“Keşke bir daha dünyaya gelsem” der misiniz?..
“Ah bir daha genç olsam!..”
“Reenkarnasyon” (defalarca dünyaya gelme teorisi) denilen saçmalık, sanırım insanın bu tür pişmanlıklarından doğdu.
En iyi ikram-ı İlâhi olan hayatı doğru düzgün yaşayamamamın sonu işte böylesi pişmanlıklardır.
Sonunda hayat hasrete dönüşür ve yakınmalar başlar:
“Keşke bir fırsatım daha, bir şansım daha olsa!..”
Mevcut fırsatları değerlendirmeyenler, kaçan fırsatlara yana yana ölürmüş!
Hâlâ yaşıyorsanız, yakınmaya hiç gerek yok; çünkü her an yeni bir fırsattır! Güneş her sabah “yeni bir şans” olarak doğar...
Bahar “yeni bir fırsat” olarak gelir...
Güller, çiçekler, böcekler fırsat içinde fırsat, şans içinde şanstır.
Unutmayın: Yaşayamadığınız her gün, yarınlarda hasret soluğu olur ve “Keşke bir fırsatım daha olsa” yakınmasına dönüşür.
•
Gecenin sabahında uyandığınızda size Yaratıcı Kudret tarafından büyük bir fırsat daha verildiğini düşünün...
Öyle ya; binlerce kişinin öldüğü bir gecenin sabahında uyanamayabilirdiniz...
Uyandığınıza göre, size bir şans daha verildi demektir.
Bakalım bu şansı nasıl değerlendireceksiniz?
•
Bir tarihte oğlum eve gelmedi...
Hiçbir haber alamadım...
En kötü ihtimaller kafamda belirmeye başladı...

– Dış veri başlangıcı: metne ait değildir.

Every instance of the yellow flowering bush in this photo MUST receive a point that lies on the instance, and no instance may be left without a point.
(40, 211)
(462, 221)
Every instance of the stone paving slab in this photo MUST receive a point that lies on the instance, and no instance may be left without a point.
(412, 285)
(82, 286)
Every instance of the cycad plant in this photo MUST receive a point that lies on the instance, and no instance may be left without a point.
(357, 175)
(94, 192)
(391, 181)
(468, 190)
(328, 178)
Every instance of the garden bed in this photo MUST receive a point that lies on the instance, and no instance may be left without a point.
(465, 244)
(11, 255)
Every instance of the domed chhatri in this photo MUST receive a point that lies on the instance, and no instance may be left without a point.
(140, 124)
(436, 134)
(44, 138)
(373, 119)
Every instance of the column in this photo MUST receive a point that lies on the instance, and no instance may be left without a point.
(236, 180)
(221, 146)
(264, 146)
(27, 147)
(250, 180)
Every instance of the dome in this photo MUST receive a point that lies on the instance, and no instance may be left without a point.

Arkadaşlarına sordum, hastaneleri, karakolları taradım, hiçbir yerde yoktu.
Birden onu çok özlediğimi hissettim. Müthiş bir sarılma duygusu yüreğimi kavurmaya başladı...
Ne çare ki yanımda değildi. Sarılamazdım...
Ellerim böğrümde kaldı...
Oysa yıllar yılı yanımda, yanı başımda yaşamıştı oğlum. Hiç bu kadar sarılmak istememiştim. Bu derece derinden de hiç sarılmamıştım.
Derken, hasretim endişeye dönüştü: Acaba başına ne gelmiş olabilirdi?
Bir taraftan başına gelebilecek ihtimalleri değerlendiriyor, bir taraftan da oğlumu ufak-tefek hatalarından dolayı kırdığım, üzdüğüm için pişmanlık duyuyordum.
Çıkıp gelse bir daha asla üzmeyecektim...
Kırmayacak, incitmeyecektim...
Sonuçta o benim oğlumdu ve onu çok seviyordum.
Fakat bunu ona çok seyrek söylemiştim.
“Keşke şimdi yanımda olsaydı” diye düşündüm, “sarılır ve onu çok sevdiğimi söylerdim.”
Ufak tefek hatalarını tebessümle karşılardım...
Yüreğini kırıp dökmemeye daha çok özen gösterirdim...
•
Nihayet oğlum çıka geldi...
Ve dostlar, maalesef hiçbir şey değişmedi.
Her şey, “eski hamam eski tas” deyişinde olduğu gibi kaldı!
Çünkü kendi yaşadıklarımızdan bile ders almayı bilmiyoruz.